When it’s switched on, Zoodles effectively replaces the entire operating system of the computer until you log out of it again. While open, it provides your child with games, learning activities, and books to read. All of their activity is logged, and can be viewed by you as a report. If you want to stealthily nudge their learning in a certain direction, you can even have Zoodles’ make recommendations’ to your child on your behalf. There are some premium content options too, including specific web site blocking, but the free version is fine for the basic job it does.
This is more of a sneaky way to keep track of what your children are up to – although we’re not here to pass judgment on how you choose to go about your parenting! Kidlogger quite literally tracks everything your child does, keystroke by keystroke. You’ll receive a full record of all their internet searches, any messages they send through social media, any programs they’ve used, and how much time they’ve spent using each website or program. There’s even a mobile version, which, if installed on their phone, will tell you what they’ve been testing, to who, and when. As it saves keystrokes, it even records messages that have been sent via WhatsApp – although you can’t see what’s coming back the other way. It’s important to note that Kidlogger does not block access to any site or service – although as soon as your child realizes you can see everything they’re doing, they’re unlikely to go looking anywhere they shouldn’t anyway.
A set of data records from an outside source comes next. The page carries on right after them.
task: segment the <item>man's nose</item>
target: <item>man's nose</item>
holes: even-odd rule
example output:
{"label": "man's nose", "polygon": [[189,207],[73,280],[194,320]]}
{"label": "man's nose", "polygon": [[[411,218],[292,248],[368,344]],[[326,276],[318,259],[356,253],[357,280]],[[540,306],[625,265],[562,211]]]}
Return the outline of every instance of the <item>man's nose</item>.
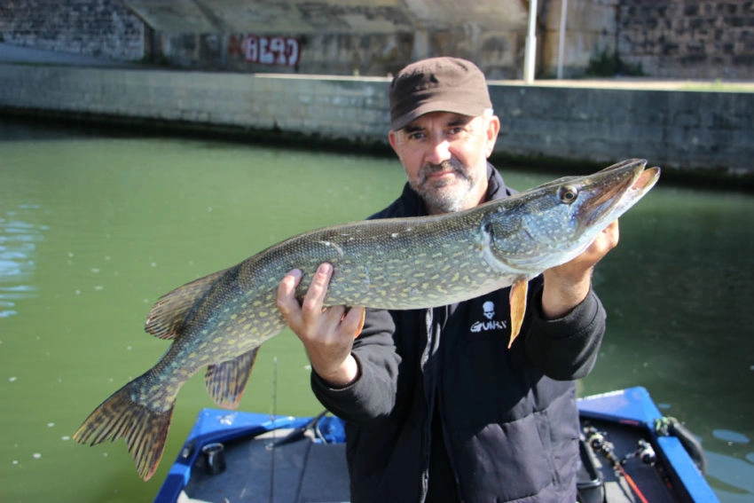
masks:
{"label": "man's nose", "polygon": [[427,161],[433,164],[440,164],[451,159],[451,142],[444,135],[432,135]]}

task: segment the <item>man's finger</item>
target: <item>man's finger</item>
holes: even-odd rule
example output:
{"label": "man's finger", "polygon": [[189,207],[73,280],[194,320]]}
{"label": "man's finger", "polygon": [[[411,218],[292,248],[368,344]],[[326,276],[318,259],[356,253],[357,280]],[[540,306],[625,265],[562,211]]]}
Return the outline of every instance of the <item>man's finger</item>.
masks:
{"label": "man's finger", "polygon": [[276,302],[278,309],[280,310],[280,312],[285,317],[287,317],[294,310],[299,307],[298,302],[295,300],[295,290],[302,276],[303,273],[300,270],[294,269],[283,277],[280,284],[278,286]]}
{"label": "man's finger", "polygon": [[327,295],[327,285],[330,283],[332,275],[333,266],[330,263],[320,263],[317,268],[301,304],[304,316],[308,314],[319,316],[322,313],[322,306]]}

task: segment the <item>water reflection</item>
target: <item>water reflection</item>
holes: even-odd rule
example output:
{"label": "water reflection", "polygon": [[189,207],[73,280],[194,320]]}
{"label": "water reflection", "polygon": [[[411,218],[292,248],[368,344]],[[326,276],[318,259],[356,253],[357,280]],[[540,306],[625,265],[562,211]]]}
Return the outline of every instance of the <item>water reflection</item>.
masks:
{"label": "water reflection", "polygon": [[0,318],[18,314],[16,302],[35,296],[36,247],[47,227],[24,219],[38,210],[38,205],[25,204],[0,217]]}

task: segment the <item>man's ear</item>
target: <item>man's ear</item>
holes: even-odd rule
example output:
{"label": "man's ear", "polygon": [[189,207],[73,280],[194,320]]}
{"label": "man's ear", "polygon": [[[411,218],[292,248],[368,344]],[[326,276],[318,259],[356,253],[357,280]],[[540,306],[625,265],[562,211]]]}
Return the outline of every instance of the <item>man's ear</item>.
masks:
{"label": "man's ear", "polygon": [[497,115],[490,117],[487,123],[487,157],[495,150],[495,142],[498,141],[498,134],[500,132],[500,118]]}
{"label": "man's ear", "polygon": [[390,146],[393,147],[393,152],[395,152],[397,154],[398,153],[398,149],[397,149],[398,139],[397,139],[397,137],[396,136],[396,131],[394,131],[393,130],[390,130],[390,132],[388,133],[388,140],[390,142]]}

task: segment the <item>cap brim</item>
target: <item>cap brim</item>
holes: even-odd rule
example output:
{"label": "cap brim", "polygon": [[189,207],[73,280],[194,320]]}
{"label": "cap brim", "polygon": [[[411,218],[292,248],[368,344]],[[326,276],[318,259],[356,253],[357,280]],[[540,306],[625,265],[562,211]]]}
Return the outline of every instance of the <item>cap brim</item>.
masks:
{"label": "cap brim", "polygon": [[457,100],[453,101],[431,101],[420,105],[410,112],[393,119],[390,122],[390,127],[394,131],[402,130],[411,122],[432,112],[450,112],[451,114],[459,114],[461,115],[468,115],[469,117],[476,117],[484,113],[485,107],[480,108],[479,104],[459,103]]}

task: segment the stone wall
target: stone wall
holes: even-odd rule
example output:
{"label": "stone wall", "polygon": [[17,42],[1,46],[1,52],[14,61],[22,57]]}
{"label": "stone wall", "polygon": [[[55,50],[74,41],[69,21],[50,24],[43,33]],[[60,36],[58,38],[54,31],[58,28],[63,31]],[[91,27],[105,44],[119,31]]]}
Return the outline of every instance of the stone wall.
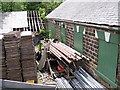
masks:
{"label": "stone wall", "polygon": [[98,64],[98,39],[95,37],[94,28],[85,28],[85,34],[83,35],[83,54],[89,58],[89,60],[84,60],[86,69],[90,72],[95,71]]}

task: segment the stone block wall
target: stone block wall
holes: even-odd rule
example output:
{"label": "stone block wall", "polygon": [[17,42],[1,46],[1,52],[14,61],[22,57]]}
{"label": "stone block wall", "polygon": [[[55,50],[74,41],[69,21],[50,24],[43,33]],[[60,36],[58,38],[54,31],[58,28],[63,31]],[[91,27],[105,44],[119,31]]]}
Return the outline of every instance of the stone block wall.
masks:
{"label": "stone block wall", "polygon": [[84,60],[83,64],[93,74],[98,64],[98,39],[95,37],[94,28],[85,28],[85,34],[83,35],[83,54],[89,58],[89,60]]}

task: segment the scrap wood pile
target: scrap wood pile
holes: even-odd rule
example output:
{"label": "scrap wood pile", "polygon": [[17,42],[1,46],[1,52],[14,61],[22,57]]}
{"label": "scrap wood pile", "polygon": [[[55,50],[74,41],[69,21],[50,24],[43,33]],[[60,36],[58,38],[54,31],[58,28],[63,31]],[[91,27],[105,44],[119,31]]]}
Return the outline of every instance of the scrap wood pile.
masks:
{"label": "scrap wood pile", "polygon": [[69,64],[82,59],[79,52],[60,42],[50,42],[50,51],[59,59],[64,59]]}
{"label": "scrap wood pile", "polygon": [[0,35],[0,78],[6,79],[6,61],[5,61],[5,50],[3,43],[3,35]]}
{"label": "scrap wood pile", "polygon": [[75,78],[69,81],[70,85],[75,90],[80,89],[100,89],[107,90],[103,85],[97,82],[91,75],[89,75],[82,67],[79,70],[74,72]]}
{"label": "scrap wood pile", "polygon": [[35,63],[34,43],[31,32],[21,33],[21,64],[23,70],[23,79],[34,80],[37,82],[37,68]]}
{"label": "scrap wood pile", "polygon": [[[27,33],[27,35],[26,35]],[[4,35],[6,78],[15,81],[37,81],[32,34],[13,31]],[[4,59],[4,58],[3,58]],[[2,64],[4,65],[4,64]],[[1,67],[0,67],[1,69]]]}
{"label": "scrap wood pile", "polygon": [[22,81],[19,43],[20,32],[9,32],[4,35],[7,79]]}

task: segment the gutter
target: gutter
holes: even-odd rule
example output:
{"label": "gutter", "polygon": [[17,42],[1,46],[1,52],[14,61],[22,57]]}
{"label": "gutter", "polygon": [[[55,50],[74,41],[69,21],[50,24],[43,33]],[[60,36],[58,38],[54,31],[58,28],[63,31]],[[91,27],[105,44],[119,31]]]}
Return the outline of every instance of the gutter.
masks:
{"label": "gutter", "polygon": [[94,27],[97,29],[104,29],[104,30],[111,30],[111,31],[116,31],[120,33],[120,26],[117,25],[107,25],[107,24],[96,24],[96,23],[88,23],[88,22],[80,22],[80,21],[73,21],[73,20],[65,20],[65,19],[58,19],[58,18],[47,18],[48,20],[57,20],[60,22],[68,22],[72,24],[79,24],[82,26],[89,26],[89,27]]}

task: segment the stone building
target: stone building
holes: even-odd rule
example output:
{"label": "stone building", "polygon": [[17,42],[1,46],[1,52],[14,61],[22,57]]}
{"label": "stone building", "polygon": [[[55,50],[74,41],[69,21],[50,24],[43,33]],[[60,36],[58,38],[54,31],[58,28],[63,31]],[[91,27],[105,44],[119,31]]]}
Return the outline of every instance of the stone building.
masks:
{"label": "stone building", "polygon": [[106,87],[120,86],[119,0],[67,0],[47,15],[50,38],[89,60],[85,68]]}

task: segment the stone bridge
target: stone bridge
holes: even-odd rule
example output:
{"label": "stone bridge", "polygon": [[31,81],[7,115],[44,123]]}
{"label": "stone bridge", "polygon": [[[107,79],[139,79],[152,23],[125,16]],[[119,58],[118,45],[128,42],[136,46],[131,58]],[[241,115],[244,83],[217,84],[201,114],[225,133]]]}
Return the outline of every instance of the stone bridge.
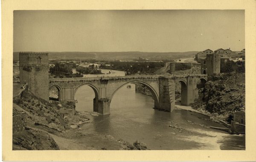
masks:
{"label": "stone bridge", "polygon": [[[59,101],[73,101],[80,87],[89,85],[95,93],[93,111],[105,115],[110,114],[111,99],[119,88],[128,83],[140,83],[150,90],[154,100],[154,108],[171,112],[175,106],[176,83],[180,82],[181,85],[181,105],[188,105],[197,97],[198,88],[203,86],[207,81],[205,74],[49,79],[49,89],[52,87],[57,88]],[[197,84],[198,82],[200,84]]]}

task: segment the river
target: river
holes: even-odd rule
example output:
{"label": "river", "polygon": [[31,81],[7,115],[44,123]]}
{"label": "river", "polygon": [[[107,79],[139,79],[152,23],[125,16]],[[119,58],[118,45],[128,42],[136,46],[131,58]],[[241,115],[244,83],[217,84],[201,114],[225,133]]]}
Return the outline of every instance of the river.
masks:
{"label": "river", "polygon": [[[124,75],[123,71],[113,71]],[[245,149],[244,135],[230,135],[210,128],[224,126],[198,118],[209,118],[201,114],[180,109],[171,113],[154,109],[151,97],[136,93],[135,85],[130,85],[131,88],[124,86],[113,97],[110,115],[91,116],[91,122],[83,125],[81,131],[111,135],[131,143],[138,140],[151,150]],[[75,96],[78,101],[76,110],[93,111],[94,96],[88,86],[80,88]]]}

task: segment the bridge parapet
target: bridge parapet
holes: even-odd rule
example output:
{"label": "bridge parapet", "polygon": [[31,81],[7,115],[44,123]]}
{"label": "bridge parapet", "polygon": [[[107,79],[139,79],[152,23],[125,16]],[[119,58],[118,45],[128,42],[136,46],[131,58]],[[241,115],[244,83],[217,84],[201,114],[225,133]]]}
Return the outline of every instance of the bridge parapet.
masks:
{"label": "bridge parapet", "polygon": [[181,82],[181,103],[189,105],[197,94],[197,82],[207,80],[206,74],[133,75],[49,79],[49,87],[55,86],[60,100],[74,101],[75,94],[80,87],[87,85],[93,90],[93,110],[103,114],[110,114],[110,105],[115,93],[124,85],[140,83],[151,91],[154,108],[172,111],[175,107],[175,83]]}
{"label": "bridge parapet", "polygon": [[96,81],[102,80],[116,80],[125,79],[158,79],[159,78],[175,78],[186,77],[207,77],[207,74],[190,74],[190,75],[130,75],[127,76],[116,77],[79,77],[79,78],[51,78],[50,82],[65,82],[68,81]]}

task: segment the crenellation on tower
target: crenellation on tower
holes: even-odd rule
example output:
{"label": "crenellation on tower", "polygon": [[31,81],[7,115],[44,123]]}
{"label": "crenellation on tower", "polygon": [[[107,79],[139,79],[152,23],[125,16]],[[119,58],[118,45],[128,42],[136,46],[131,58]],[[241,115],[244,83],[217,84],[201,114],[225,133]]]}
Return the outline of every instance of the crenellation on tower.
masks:
{"label": "crenellation on tower", "polygon": [[49,100],[48,54],[20,52],[20,82],[36,96]]}

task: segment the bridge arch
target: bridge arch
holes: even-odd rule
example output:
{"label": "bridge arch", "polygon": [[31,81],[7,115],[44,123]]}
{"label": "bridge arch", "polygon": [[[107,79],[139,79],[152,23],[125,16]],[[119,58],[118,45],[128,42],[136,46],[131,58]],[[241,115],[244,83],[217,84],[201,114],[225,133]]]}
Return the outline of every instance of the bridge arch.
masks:
{"label": "bridge arch", "polygon": [[177,87],[176,87],[176,83],[179,83],[179,84],[180,85],[180,104],[181,105],[187,105],[188,98],[188,88],[187,86],[187,82],[186,81],[182,79],[177,80],[176,82],[175,82],[175,91],[177,89]]}
{"label": "bridge arch", "polygon": [[186,86],[187,85],[186,82],[187,82],[186,81],[185,81],[182,79],[178,79],[177,80],[175,80],[175,83],[178,83],[178,82],[180,82],[180,83],[182,82],[182,83],[183,83],[186,85]]}
{"label": "bridge arch", "polygon": [[198,79],[197,79],[196,80],[196,87],[198,89],[204,88],[204,85],[207,82],[207,80],[205,78],[198,78]]}
{"label": "bridge arch", "polygon": [[146,82],[143,82],[143,81],[140,81],[140,80],[134,80],[131,81],[129,81],[128,82],[126,82],[125,83],[122,85],[119,86],[116,90],[115,90],[114,92],[111,95],[111,97],[110,98],[110,103],[111,102],[111,101],[112,100],[112,99],[113,97],[115,95],[115,94],[117,91],[118,91],[118,90],[120,88],[122,88],[122,87],[123,87],[124,85],[127,85],[129,83],[139,83],[142,84],[143,85],[146,86],[149,90],[149,91],[150,91],[150,92],[151,92],[151,94],[152,94],[153,99],[154,99],[154,108],[158,108],[159,107],[159,97],[158,95],[157,95],[157,91],[156,91],[156,90],[153,87],[152,87],[149,84],[147,83]]}
{"label": "bridge arch", "polygon": [[76,95],[76,91],[77,91],[77,90],[81,87],[82,87],[84,85],[88,85],[89,87],[91,87],[93,90],[93,91],[94,91],[94,94],[95,94],[95,98],[98,98],[99,97],[99,90],[98,90],[97,88],[96,88],[96,87],[95,87],[93,85],[92,85],[91,84],[90,84],[90,83],[84,83],[84,84],[81,84],[81,85],[79,86],[78,87],[77,87],[76,88],[76,89],[75,90],[75,91],[74,92],[74,96],[75,96],[75,95]]}
{"label": "bridge arch", "polygon": [[61,101],[62,99],[61,94],[62,94],[62,91],[61,90],[61,88],[58,85],[56,84],[54,84],[49,87],[49,92],[51,88],[52,88],[53,87],[56,88],[58,90],[58,101]]}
There are to two things you need to know about FoxFilter – it’s going to require a lot of input from you, and it only works if you have Google Chrome or Mozilla Firefox as your chosen browser. If you’re happy with both of those things, carry on reading. Simply put, when FoxFilter is turned on, websites will be blocked based on the words that appear on them. That doesn’t only go for the title of the website; it also applies to words used within the pages on that site. FoxFilter comes with a list of recommended words to block, but you’re welcome (and encouraged) to add to it if more come to mind. It’s fast to install, and it starts working immediately after you turn it on.
The advantage of FoxFilter is that it doesn’t involve creating separate accounts for you and your child; just remember to keep it switched on, and then turn it off when you want to use the computer for any other purpose that wouldn’t be child-friendly. Turn it back on again before you leave the computer unattended. There’s an obvious potential issue there – because you’re relying on remembering to switch it on and off – but if you’re confident your memory won’t let you down, it’s much less intrusive than the Windows 10 tools.
The Windows 10 tools are the most effective way of making sure your child stays online, so from our point of view it’s worth working out how to use them, and set up the separate accounts. The internet can be a dark and dirty place at times – but not if you have a helpful filter working for you. Think of it like a cyber-nanny!